Pearl Properties managing director Francis Nyambiri said the property market had remained subdued in the first half of the year with increasing defaults, declining occupancy levels, increasing evictions and voluntary space surrenders.
“These fundamentals adversely affected the prospects for upward rent reviews as landlords seek to retain existing paying tenants. Demand for space remained weak with the central business district (CDB) office sector being affected the most. However, the demand for retail space remains relatively strong in both CBD and suburban areas despite the subdued economic fundamentals,” Nyambiri said.
Occupancy levels declined to 77,37% from 79,93%. Rental yield declined to 7,09% from 7,33% in 2014. Cash yield went down to 4,63% from 4,73% in 2014. Rental per square metre declined to 7,51% from 7,78% in 2014.

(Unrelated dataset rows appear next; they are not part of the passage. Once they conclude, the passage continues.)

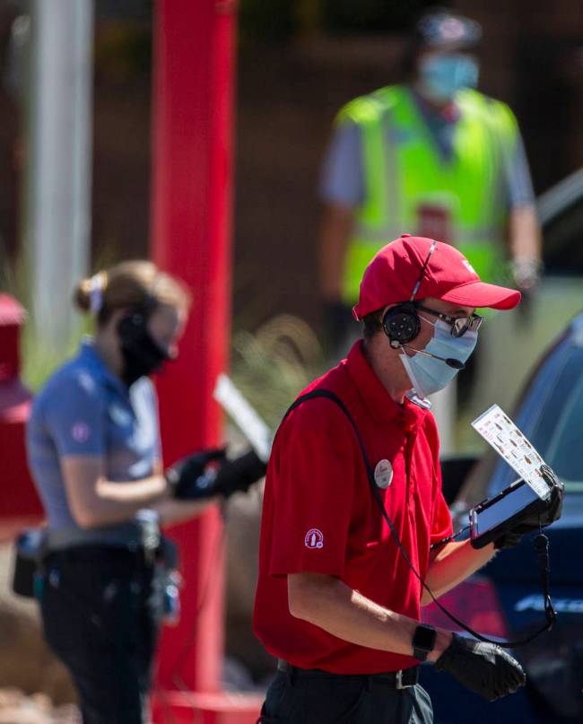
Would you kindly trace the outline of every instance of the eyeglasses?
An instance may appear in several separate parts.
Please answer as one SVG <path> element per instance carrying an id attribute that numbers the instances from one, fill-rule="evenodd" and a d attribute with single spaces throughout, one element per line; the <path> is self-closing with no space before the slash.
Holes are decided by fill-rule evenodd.
<path id="1" fill-rule="evenodd" d="M 449 315 L 442 314 L 440 311 L 430 310 L 429 307 L 423 307 L 422 304 L 419 304 L 419 302 L 417 302 L 415 306 L 418 310 L 426 311 L 428 314 L 432 314 L 433 317 L 437 317 L 442 319 L 446 324 L 448 324 L 449 327 L 451 327 L 451 334 L 453 336 L 462 336 L 468 329 L 470 332 L 477 332 L 482 327 L 482 322 L 483 322 L 483 317 L 475 313 L 472 314 L 470 317 L 449 317 Z"/>

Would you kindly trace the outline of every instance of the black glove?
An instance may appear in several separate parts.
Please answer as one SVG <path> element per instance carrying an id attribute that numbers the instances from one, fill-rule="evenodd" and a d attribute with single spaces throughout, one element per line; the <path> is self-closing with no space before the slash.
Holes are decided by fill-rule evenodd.
<path id="1" fill-rule="evenodd" d="M 234 460 L 224 449 L 203 450 L 178 460 L 166 471 L 172 495 L 178 500 L 204 500 L 247 491 L 265 474 L 265 464 L 252 450 Z"/>
<path id="2" fill-rule="evenodd" d="M 200 450 L 178 460 L 165 473 L 172 497 L 190 501 L 213 497 L 216 465 L 224 460 L 224 448 Z"/>
<path id="3" fill-rule="evenodd" d="M 254 450 L 249 450 L 234 460 L 226 460 L 218 469 L 214 485 L 217 493 L 228 498 L 233 493 L 246 493 L 257 480 L 262 478 L 267 466 Z"/>
<path id="4" fill-rule="evenodd" d="M 500 646 L 454 633 L 448 648 L 435 662 L 462 685 L 493 702 L 516 692 L 526 682 L 520 664 Z"/>

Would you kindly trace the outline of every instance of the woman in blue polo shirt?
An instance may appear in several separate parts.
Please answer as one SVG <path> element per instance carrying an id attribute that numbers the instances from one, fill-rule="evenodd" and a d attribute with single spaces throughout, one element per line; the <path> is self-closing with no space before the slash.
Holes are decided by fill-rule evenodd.
<path id="1" fill-rule="evenodd" d="M 147 261 L 78 285 L 93 339 L 37 397 L 29 463 L 48 519 L 41 612 L 84 724 L 143 724 L 164 608 L 159 519 L 199 514 L 262 476 L 249 453 L 199 452 L 164 473 L 148 375 L 177 355 L 189 295 Z"/>

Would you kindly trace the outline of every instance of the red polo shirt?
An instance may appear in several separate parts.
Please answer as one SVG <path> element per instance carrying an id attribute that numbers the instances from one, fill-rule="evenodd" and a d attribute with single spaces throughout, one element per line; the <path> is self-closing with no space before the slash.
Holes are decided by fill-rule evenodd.
<path id="1" fill-rule="evenodd" d="M 411 562 L 427 571 L 430 545 L 451 533 L 441 493 L 432 414 L 397 405 L 357 342 L 348 358 L 312 383 L 335 392 L 352 413 L 373 469 L 392 481 L 381 490 Z M 300 405 L 281 426 L 267 469 L 259 545 L 254 630 L 265 649 L 303 668 L 371 674 L 413 666 L 412 657 L 349 643 L 294 618 L 288 573 L 336 576 L 381 606 L 420 617 L 421 584 L 372 497 L 352 427 L 327 399 Z"/>

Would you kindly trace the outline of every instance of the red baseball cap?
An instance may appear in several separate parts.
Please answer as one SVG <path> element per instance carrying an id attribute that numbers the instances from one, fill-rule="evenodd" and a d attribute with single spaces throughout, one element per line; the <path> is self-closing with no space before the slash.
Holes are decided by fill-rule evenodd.
<path id="1" fill-rule="evenodd" d="M 388 304 L 409 301 L 413 292 L 417 300 L 435 297 L 462 307 L 511 310 L 520 301 L 516 289 L 482 282 L 466 257 L 449 244 L 403 234 L 370 262 L 352 314 L 361 319 Z"/>

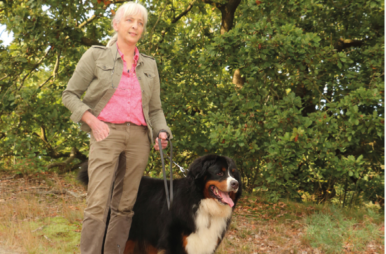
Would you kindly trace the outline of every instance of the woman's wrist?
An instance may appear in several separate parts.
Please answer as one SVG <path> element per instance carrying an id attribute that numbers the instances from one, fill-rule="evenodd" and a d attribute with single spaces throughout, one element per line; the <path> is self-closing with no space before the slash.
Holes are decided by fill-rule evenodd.
<path id="1" fill-rule="evenodd" d="M 168 138 L 169 138 L 169 137 L 170 136 L 170 135 L 169 134 L 169 132 L 168 132 L 167 130 L 164 129 L 160 129 L 159 131 L 158 134 L 157 134 L 157 137 L 159 137 L 159 133 L 161 132 L 166 132 L 166 134 L 168 135 Z"/>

“The market dynamics affected performance as we have seen rental stagnation and the rental income declined to $4,258 million from $4,431 million in 2014. The sector affected most is CBD offices due to the weak demand for that particular sector,” Nyambiri said. “The week demand for space within the CBD resulted in the decline for rental per square metre.”
During the period under review, office parks contributed 33,40% to the rental income followed by CBD offices (26,70%), industrial (16,30%), CBD retail (13,16%) and suburban retail with 10,39%. While in the CDB rental per square metre declined to $10,05 from $11,74, office parks improved to $10,09 from $10,04 in 2014.
Tenant arrears grew to $2 638 million from $2,393 million due to the liquidity challenges prevailing in the economy. During the period under review, the company committed a total of $142 000 towards property maintenance.
Commenting on property development, Nyambiri said the sectional titles for George Square Mews (Kamfinsa Cluster Homes) were now available and to date the company had received eight purchasing offers but these were subject to mortgage finance.
Nyambiri said the group was still looking for funding to finance the Fourth Street project. “The focus of the business is to ensure we have sustainable income and whatever we do we want to make sure we don’t lose what we already have. “We are also working on cost containment and we are analysing critically to ensure that at the end of the day the costs on tenants remain reasonable,” Nyambiri said.